Réforme du droit du travail : un nouveau mirage pour les TPE ?

Date de parution: 
18/07/2017

Alors que le projet de loi d’habilitation par ordonnances sur les mesures pour le renforcement du dialogue social vient d’être adopté à 270 voix… que reste-t-il des engagements de campagne pris par le Président auprès des boulangers, artisans, garagistes, coiffeurs, bouchers, médecins, commerçants, pharmaciens, infirmiers… soit 98 % des entreprises françaises qui représentent 2,1 millions d’entrepreneurs et autant d’employeurs potentiels, jusqu’à présent oubliés de projets de loi et de réformes systématiquement pensés à la démesure des grandes entreprises ?

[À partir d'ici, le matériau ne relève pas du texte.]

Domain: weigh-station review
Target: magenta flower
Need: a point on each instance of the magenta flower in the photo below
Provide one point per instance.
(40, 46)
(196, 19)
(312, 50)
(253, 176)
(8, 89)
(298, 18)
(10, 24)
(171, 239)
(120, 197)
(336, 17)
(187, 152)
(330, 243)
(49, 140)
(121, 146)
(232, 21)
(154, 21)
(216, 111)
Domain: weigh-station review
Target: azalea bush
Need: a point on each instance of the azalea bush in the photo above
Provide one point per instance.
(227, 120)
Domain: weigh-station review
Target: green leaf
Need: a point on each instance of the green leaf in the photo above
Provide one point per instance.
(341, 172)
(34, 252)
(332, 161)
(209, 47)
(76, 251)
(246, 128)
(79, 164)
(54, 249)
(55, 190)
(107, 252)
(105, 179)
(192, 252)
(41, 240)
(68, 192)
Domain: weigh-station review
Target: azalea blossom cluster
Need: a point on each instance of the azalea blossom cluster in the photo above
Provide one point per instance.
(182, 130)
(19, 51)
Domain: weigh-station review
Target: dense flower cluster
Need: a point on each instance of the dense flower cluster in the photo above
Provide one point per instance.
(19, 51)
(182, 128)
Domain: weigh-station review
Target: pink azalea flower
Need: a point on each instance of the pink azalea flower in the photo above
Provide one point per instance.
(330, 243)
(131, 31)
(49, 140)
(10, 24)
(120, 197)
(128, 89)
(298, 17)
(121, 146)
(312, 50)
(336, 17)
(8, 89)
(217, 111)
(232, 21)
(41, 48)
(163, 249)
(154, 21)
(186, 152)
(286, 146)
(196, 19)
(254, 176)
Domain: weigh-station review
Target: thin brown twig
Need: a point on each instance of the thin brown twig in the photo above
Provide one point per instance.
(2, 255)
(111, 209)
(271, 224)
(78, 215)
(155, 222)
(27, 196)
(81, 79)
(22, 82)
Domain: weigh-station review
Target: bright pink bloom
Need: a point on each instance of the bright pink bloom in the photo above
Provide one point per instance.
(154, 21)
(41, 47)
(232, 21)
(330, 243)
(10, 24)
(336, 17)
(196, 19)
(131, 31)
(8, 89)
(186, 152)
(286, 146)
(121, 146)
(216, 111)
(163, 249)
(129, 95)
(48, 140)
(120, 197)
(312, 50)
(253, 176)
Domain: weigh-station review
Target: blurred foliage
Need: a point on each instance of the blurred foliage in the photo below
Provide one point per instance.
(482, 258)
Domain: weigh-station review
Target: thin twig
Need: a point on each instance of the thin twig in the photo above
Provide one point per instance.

Compte prévention : On prend les mêmes et on recommence

La suppression de la surtaxe URSSAF et de 4 des 10 critères concrètement impossibles à mesurer pour les dirigeants de moins de 20 salariés dépourvus de services juridiques, représentent un signal positif pour les TPE. Pour autant, les questions de la responsabilité des chefs d’entreprise au regard des 6 critères subsistants et des conséquences financières de l’intervention de la médecine du travail, restent en suspens !

À ce stade, tant la prévention que la pénibilité perdent au change, du seul fait du refus des partenaires sociaux de branche d’élaborer, comme prévu, et ce dès 2016 par la loi El Khomri, les grilles d’évaluation de la pénibilité au bénéfice des salariés comme des employeurs… une solution qui aurait été plus efficace !

L’acrobatique barèmisation des indemnités prud’homales

Sur ce point, il faut reconnaitre que le plafonnement des indemnités prud’homales pour lever la peur de l’embauche n’a d’intérêt que pour les petites entreprises. Pourquoi ? Les PME et les grandes entreprises ont les capacités d’assumer le montant moyen des condamnations prononcées à leur encontre. De ce fait, un plafonnement ne sera d’aucun effet sur leur décision d’embauche. Or, le projet de barèmisation se fonde sur une moyenne des condamnations constatées, toutes tailles d’entreprises confondues, alors que les juges minorent d’ores et déjà les condamnations à l’encontre des TPE.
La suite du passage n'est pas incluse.